Mas regresso aos Amigos da Terra porque este dia 20 a tal obriga pois acho ser meu dever realçar o tempo perdido em Portugal pela teimosia das maiorias em não quererem ouvir oque de muito bom também existe no seio das minorias e aí os Amigos da Terra são um mais que belo exemplo que a Direita entendeu bem a vantagem não da pratica mas do discurso ambientalista para trazer para o seu lado a miudagem cansada de guerrilheirismos radicais esquerdistas e assim somando interesses e sonhos bem dispares conseguirem a vitória da AD essa Aliança Democrática que felizmente para a Democracia avançada foi derrotada no campo das Presidenciais pelo que teve de avançar bem mais lentamente na destruição do tecido ideológico constitucional hoje vivido já no campo do económico do social e do cultural….

Os Amigos da Terra levantaram os problemas que hoje vivemos há mais de 40 anos antes até de eu aderir aos mesmos e recordo aqui o Afonso Cautela dos solos da degradação das águas em consequência do Turismo exacerbadamente usado no Algarve da desertificação do Alentejo dos incêndios florestais da poluição em ambiente urbano e da construção desbragada mas ainda pelo exagero do automóvel a par do abandono do comboio do pouco incentivo aos transportes públicos aoMetropolitano de Lisboa  à CARRIS aos STCP’setc…
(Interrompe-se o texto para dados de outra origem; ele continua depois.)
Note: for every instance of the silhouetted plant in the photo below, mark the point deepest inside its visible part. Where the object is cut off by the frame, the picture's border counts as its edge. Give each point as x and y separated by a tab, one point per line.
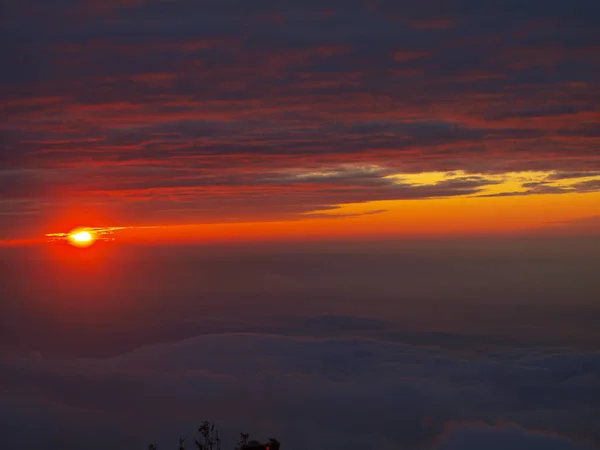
210	440
210	437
Recordo um almoço com um dirigente do PS da ala guterrista que me veio convencer a fazer com que a FETESE apoiasse um imposto municipal para os transportes públicos tese que apoiei mas que não teve vencimento entre os dirigentes do SITESE e da FETESE valendo mesmo entre derrotas lembrar o António Janeiro o leader do SITESE/FETESE um sindicalista genial com quem aprendi imenso e aliás a sua equipa quer de dirigentes quer de técnicos como o António Dornelas o Agostinho Castanheira o Vitor Coelho que foi uma equipa de primeira água no meio sindical.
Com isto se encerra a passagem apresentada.